I am an undergraduate from Shanghai Jiao Tong University, School of Mechanical Engineering. My advisor is Prof. Chen Xie.
🎓 Education
- 2022.09 - present, Shanghai Jiao Tong University, School of Mechanical Engineering, Shanghai, B.S.
- 2025.09 - 2026.01,
National Taiwan University, Department of Computer Science, Taiwan, Intern
📝 Publications & Patents
- Hao-Hui Xie, Ho-Lam Chung, Yi-Cheng Lin, Ke-Han Lu, Wenze Ren, Xie Chen, and Hung-yi Lee. “TW-Sound580K: A Regional Audio-Text Dataset with Verification-Guided Curation for Localized Audio-Language Modeling.” Under Review, Interspeech 2026, arXiv:2603.05094. [Paper]

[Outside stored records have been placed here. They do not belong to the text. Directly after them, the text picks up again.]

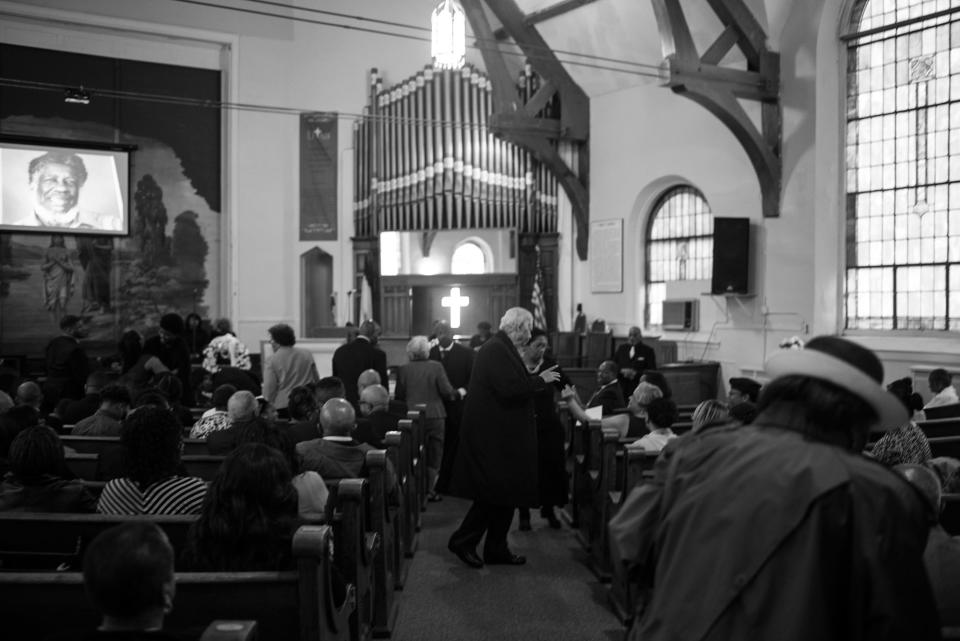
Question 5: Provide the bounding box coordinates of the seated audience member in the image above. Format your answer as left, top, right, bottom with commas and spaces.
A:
629, 398, 677, 452
182, 443, 297, 571
297, 398, 397, 497
190, 385, 235, 438
923, 368, 960, 409
870, 377, 933, 467
727, 376, 762, 407
353, 385, 399, 449
156, 372, 193, 425
587, 361, 627, 416
226, 419, 329, 521
83, 521, 179, 641
691, 399, 739, 434
313, 376, 347, 407
640, 369, 673, 398
0, 425, 97, 512
48, 371, 107, 426
97, 407, 207, 514
893, 464, 960, 627
285, 385, 320, 445
71, 385, 130, 436
562, 381, 663, 438
730, 401, 757, 425
207, 390, 260, 455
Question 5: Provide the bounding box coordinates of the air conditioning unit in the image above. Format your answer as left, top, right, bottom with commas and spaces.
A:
663, 300, 700, 332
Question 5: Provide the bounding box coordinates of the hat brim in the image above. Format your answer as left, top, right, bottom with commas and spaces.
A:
765, 349, 910, 432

- Tengjie Zhu, Guanyu Cai, Yang Zhaohui, Guanzhu Ren, Hao-Hui Xie, ZiRui Wang, Junsong Wu, Jingbo Wang, Xiaokang Yang, Yao Mu, and Yichao Yan. “CLOT: Closed-Loop Global Motion Tracking for Whole-Body Humanoid Teleoperation.” Under Review, RSS 2026, arXiv:2602.15060. [Paper]
🏅 Honors & Awards
- 2023.02 Mathematical Contest in Modeling (MCM), Award M
- 2023.12 SJTU Academic Excellence Scholarship (Category C)
- 2024.12 SJTU Academic Excellence Scholarship (Category B)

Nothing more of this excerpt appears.